This year we are commemorating the sesquicentennial of the Civil War. The Library recently debuted the Liljenquist Family Collection of Civil War Photographs, and after spending time looking at those photographs, I thought it would be interesting to write a blog post featuring business-related resources that illuminate the lives of the people living in the 1860’s.
Since this is a very broad topic, I thought I would break it up into a series of posts. This first post focuses on the numbers and features of the 8th Census conducted as of June 1, 1860.
The Census data from this set appears in several volumes, but there are only two that I wanted to touch on in this post. The first volume is Population and covers basic population figures by state (If you want specifics, see the image in this post). While the Introduction had some interesting “hidden” tables on the blind, insane, and deaf populations, the bulk of this volume is devoted to tables of data by state. There are several tables for each state with most of the data broken down by race, age, and sex by county. There are a few other related tables that include information on occupations and the nativities (including country of origin) of the free population.
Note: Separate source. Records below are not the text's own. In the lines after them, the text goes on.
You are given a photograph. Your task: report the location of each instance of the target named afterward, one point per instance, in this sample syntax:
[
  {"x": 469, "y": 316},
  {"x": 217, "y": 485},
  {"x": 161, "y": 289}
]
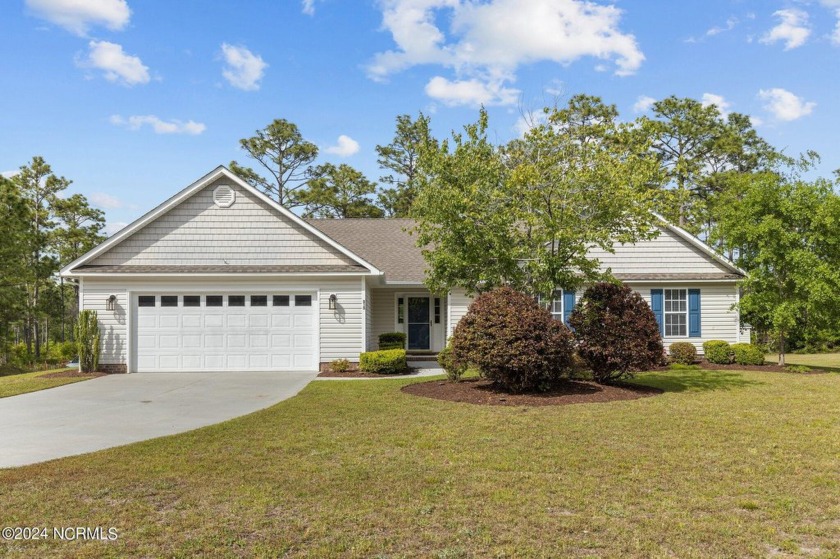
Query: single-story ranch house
[{"x": 221, "y": 278}]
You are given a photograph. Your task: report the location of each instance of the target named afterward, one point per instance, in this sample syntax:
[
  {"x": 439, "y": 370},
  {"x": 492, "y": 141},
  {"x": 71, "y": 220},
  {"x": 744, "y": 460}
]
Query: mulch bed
[
  {"x": 766, "y": 368},
  {"x": 73, "y": 374},
  {"x": 484, "y": 392}
]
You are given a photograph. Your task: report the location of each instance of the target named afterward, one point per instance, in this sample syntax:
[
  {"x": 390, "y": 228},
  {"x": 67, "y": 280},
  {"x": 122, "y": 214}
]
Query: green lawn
[
  {"x": 12, "y": 385},
  {"x": 829, "y": 360},
  {"x": 725, "y": 464}
]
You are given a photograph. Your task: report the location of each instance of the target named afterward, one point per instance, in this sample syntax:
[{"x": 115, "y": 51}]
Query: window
[{"x": 676, "y": 312}]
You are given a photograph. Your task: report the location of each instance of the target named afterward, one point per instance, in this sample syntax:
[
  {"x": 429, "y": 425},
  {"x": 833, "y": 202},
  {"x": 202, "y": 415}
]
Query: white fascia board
[
  {"x": 220, "y": 171},
  {"x": 706, "y": 249},
  {"x": 241, "y": 275}
]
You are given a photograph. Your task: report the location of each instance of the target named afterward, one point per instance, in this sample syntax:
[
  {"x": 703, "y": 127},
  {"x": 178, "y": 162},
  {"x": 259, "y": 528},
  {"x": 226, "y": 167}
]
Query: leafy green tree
[
  {"x": 525, "y": 214},
  {"x": 785, "y": 232},
  {"x": 79, "y": 230},
  {"x": 38, "y": 187},
  {"x": 284, "y": 155},
  {"x": 401, "y": 157},
  {"x": 340, "y": 192}
]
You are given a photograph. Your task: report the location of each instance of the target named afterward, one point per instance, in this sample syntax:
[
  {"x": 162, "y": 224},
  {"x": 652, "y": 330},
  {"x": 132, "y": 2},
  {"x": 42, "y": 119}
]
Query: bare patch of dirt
[{"x": 484, "y": 392}]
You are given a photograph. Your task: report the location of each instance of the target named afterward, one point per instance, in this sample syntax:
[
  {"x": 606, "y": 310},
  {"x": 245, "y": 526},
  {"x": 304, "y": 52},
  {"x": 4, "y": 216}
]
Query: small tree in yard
[
  {"x": 512, "y": 341},
  {"x": 617, "y": 332},
  {"x": 88, "y": 340}
]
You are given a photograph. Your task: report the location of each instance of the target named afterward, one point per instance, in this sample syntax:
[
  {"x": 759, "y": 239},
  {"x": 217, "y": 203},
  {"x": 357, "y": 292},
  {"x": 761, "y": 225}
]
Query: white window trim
[{"x": 665, "y": 313}]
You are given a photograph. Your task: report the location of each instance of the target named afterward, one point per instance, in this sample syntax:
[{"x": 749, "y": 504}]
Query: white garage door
[{"x": 254, "y": 332}]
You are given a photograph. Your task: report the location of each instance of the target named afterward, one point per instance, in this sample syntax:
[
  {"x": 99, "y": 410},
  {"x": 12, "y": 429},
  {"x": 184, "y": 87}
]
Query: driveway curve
[{"x": 115, "y": 410}]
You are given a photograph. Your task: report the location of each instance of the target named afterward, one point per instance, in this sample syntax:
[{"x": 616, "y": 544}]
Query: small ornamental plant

The other volume of interest for this post is Mortality, Property, etc., which features multiple charts, none of which necessarily go together. The Mortality tables, which are presented by state, basically look at causes of death by gender. There are two large groups of mortality tables: one for Disease the other for Violent Death. The Disease, tables include data on the number of deaths by type of disease, including asthma, cancer, diabetes, jaundice, influenza, and a whole lot more. The Violent Deaths tables, which include suicides and accidents, also have more specifics and include poison, falling, drowning, fire-arms. The rest of this volume includes information of a less depressing nature. For example, there is a table for the number of lines railroad lines completed, the number of churches in states and counties by denomination, valuation of real and personal estate by state and county, and the number of whites and blacks over the age of 100.